BIESZCZADY / PODKARPACIE. "Chatka Puchatka", czyli najwyżej położone schronisko w Bieszczadach nazywane niegdyś "Tawerną", ma nowego właściciela. Pieczę nad jednym z najpopularniejszych miejsc w Bieszczadach przejmuje Bieszczadzki Park Narodowy.
Gospodarzem "Chatki Puchatka" mimo zmiany właściciela pozostanie jednak Lutek Pińczuk - najstarszy stażem goprowiec i legenda Bieszczadów.

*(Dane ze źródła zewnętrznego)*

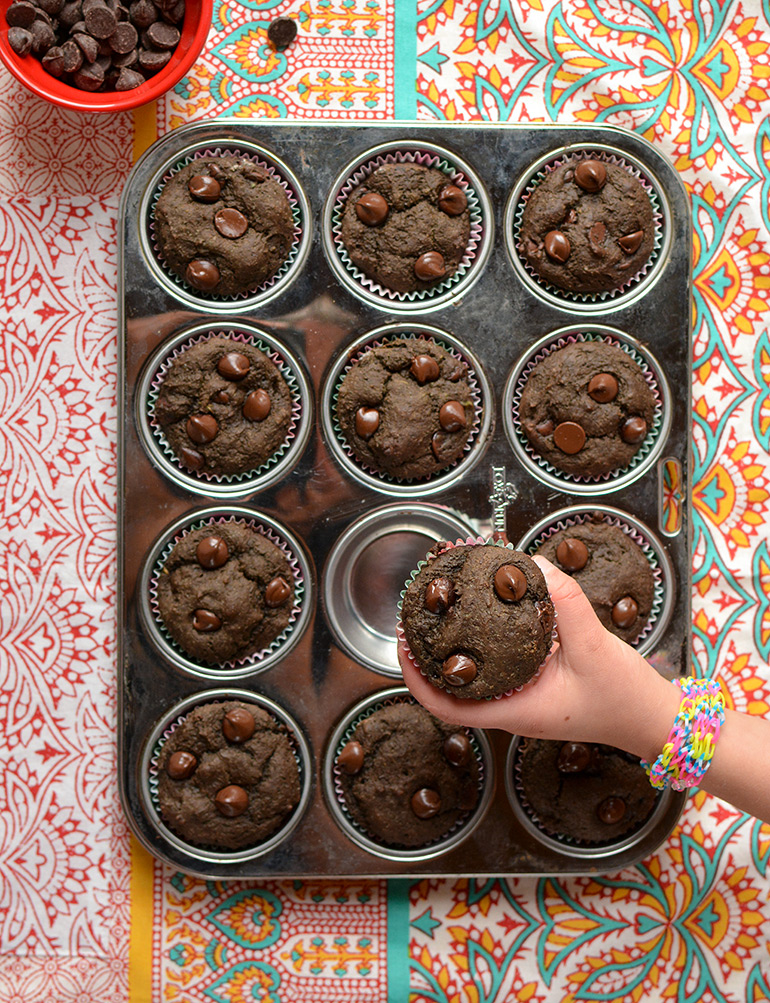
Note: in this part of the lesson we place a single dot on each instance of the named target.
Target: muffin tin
(357, 536)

Polskie Towarzystwo Turystyczno - Krajoznawcze, które do niedawna zarządzało obiektem postanawia jednak z powrotem odzyskać nad nim kontrolę, tym razem w drodze postępowania administracyjnego.

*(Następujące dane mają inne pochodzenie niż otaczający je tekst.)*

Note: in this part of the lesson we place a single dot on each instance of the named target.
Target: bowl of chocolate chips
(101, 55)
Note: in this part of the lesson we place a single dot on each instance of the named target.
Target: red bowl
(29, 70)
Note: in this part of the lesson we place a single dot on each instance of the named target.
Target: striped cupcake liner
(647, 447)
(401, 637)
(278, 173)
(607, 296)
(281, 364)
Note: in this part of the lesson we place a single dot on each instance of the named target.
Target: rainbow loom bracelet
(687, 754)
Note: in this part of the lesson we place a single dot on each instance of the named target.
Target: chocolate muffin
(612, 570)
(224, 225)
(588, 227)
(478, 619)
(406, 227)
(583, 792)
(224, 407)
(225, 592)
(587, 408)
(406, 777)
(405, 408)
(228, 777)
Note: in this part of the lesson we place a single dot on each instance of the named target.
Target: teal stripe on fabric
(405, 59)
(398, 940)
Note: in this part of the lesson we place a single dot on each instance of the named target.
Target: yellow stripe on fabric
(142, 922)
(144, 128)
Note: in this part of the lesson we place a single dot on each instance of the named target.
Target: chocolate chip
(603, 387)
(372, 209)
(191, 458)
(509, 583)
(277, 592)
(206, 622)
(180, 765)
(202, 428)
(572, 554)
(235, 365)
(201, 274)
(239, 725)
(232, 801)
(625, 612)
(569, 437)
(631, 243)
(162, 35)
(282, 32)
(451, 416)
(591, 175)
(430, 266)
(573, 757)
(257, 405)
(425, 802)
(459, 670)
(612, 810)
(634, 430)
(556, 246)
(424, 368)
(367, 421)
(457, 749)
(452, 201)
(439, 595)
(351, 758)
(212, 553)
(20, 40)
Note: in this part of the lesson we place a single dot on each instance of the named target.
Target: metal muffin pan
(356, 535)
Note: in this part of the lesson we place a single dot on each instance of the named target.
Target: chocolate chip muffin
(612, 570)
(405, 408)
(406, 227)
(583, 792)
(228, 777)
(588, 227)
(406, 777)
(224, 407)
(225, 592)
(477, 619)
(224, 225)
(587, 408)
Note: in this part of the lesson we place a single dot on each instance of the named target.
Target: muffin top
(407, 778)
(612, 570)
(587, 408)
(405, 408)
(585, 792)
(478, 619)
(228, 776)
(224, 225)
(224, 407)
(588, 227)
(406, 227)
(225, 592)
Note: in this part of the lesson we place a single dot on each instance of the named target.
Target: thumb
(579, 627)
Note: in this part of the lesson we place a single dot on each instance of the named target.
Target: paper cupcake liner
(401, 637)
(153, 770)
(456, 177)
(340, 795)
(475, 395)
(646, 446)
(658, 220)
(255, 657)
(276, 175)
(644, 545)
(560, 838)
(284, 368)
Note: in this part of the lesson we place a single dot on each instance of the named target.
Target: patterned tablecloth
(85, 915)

- Schronisko na pewno nie zostanie zamknięte. Na razie poszukujemy funduszy, aby w przyszłości móc realizować zadania turystyczne i edukacyjne. "Chatka Puchatka" nadal pozostanie małym schroniskiem, ze względu na brak możliwości doprowadzenia wody do obiektu. Więcej informacji na temat środków zewnętrznych będziemy posiadać bliżej końca roku - komentuje inż. Leopold Bekier, dyrektor Bieszczadzkiego Parku Narodowego.

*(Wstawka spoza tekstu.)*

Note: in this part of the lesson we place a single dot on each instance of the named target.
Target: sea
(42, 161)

Konflikt pomiędzy dyrekcją Bieszczadzkiego Parku Narodowego, a PTTK trwa około 19 lat. Ostatecznie Sąd Cywilny przyznał prawo do "Chatki Puchatka" BPN, a decyzja ta została wyegzekwowana przez komornika 24 lipca 2015.
Chatkę czekają spore modernizacje w celu unowocześnienia obiektu, jednak miłośnicy wypoczynku w bieszczadzkich górach powinni spać spokojnie. Niezwykły klimat tego miejsca z pewnością nie zostanie naruszony.